Immaculé ou entaché, l’affaire de la SNEL et celle des fonctionnaires du palais du peuple ont pesé lourdement sur son dos, de telle sorte qu’il n’a pas pu avancer jusqu’où se trouvait le siège du Premier Ministre. Joseph Kabila l’a quand même placé au somment de son cabinet. L’histoire veut se répéter et le maître à jouer se montre déterminé à ne pas laisser ses assassins politiques répétés leur histoire d’assassinat politique.
Evariste Boshab, Candidat de la MP ?

Il est une évidence, le Vice-premier Ministre, Ministre de l’intérieur honoraire dispose de beaucoup d’atouts pour briguer la magistrature suprême de la RDC. Son intelligence. C’est un professeur à thèse, enseignant le droit constitutionnel à l’Université de Kinshasa. Auteur de plusieurs publications.

L’un des stratégistes clés de Joseph Kabila en décisions politiques. A l’intelligence, s’ajoute l’expérience dans la gestion, expérience acquise grâce à l’exercice de plusieurs fonctions au sein de l’Etat ou de sa famille politique. Il ne faut pas non plus oublier sa loyauté envers Joseph Kabila qui justifie la confiance que lui fait ce dernier.

Aucune dissension observée entre les deux depuis leur mariage.
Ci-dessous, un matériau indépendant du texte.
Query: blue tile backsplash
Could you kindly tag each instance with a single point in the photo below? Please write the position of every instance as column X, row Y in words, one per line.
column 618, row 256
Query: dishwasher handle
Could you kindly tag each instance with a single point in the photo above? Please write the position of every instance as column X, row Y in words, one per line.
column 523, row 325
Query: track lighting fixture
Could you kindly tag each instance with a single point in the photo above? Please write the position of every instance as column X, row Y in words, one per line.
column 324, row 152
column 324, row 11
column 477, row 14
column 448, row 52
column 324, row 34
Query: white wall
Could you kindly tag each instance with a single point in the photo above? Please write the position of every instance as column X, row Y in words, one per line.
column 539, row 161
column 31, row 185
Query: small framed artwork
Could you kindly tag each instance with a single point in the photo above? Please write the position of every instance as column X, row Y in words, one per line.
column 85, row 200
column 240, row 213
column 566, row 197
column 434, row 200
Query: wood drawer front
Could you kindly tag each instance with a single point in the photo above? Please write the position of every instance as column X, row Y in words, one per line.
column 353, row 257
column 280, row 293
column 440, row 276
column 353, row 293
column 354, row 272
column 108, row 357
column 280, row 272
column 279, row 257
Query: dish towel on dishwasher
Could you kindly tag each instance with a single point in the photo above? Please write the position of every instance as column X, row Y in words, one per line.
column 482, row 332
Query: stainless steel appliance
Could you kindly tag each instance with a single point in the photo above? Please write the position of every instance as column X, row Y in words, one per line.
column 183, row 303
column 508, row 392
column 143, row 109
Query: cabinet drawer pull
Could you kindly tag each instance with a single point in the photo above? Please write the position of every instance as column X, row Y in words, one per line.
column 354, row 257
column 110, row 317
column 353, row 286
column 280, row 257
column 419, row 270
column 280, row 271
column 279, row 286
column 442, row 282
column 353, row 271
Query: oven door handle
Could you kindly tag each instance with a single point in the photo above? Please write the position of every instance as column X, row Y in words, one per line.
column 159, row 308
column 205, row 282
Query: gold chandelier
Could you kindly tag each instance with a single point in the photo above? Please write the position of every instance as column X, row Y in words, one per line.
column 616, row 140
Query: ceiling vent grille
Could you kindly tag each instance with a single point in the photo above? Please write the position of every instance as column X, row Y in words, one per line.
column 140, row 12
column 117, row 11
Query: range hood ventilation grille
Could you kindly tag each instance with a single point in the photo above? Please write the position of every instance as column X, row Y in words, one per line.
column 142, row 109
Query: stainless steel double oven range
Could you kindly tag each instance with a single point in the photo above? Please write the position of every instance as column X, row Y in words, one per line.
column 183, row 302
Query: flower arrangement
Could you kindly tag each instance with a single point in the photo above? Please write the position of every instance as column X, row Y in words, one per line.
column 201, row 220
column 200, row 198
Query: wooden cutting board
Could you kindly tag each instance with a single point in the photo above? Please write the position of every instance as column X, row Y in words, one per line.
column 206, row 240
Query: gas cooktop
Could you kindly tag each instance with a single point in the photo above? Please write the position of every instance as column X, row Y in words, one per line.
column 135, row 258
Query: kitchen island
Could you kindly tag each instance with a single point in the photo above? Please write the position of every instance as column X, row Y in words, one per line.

Une ascension continuelle observée dans la vie de l’inconnu Evariste Boshab, d’il y a quinze ans.

Cependant, son passage à la vice-primature, ministère de l’intérieur n’a pas beaucoup contribué à sa grandeur dans la scène politique congolaise. La loi électorale présentée et défendue au parlement qui a occasionné les manifestations du 19, 20 et 21 janvier 2015, le dédoublement des partis politiques de l’opposition, ceux jadis membres de la MP et actuellement au G7, nés alors qu’il a en charge l’intérieur, la répression et l’interdiction des manifestations publiques qui lui ont valu des sanctions du gouvernement américain, ont largement contribué à la dégradation de son image dans l’opinion locale et internationale, à tel enseigne qu’il ne figurera même pas au gouvernement né de l’accord politique du 18 octobre 2016.

Décider en faveur ou en défaveur de la candidature d’Evariste Boshab à la prochaine présidentielle, c’est jongler entre ses forces et ses faiblesses, tout en s’inscrivant dans le contexte actuel. L’enjeux est de taille.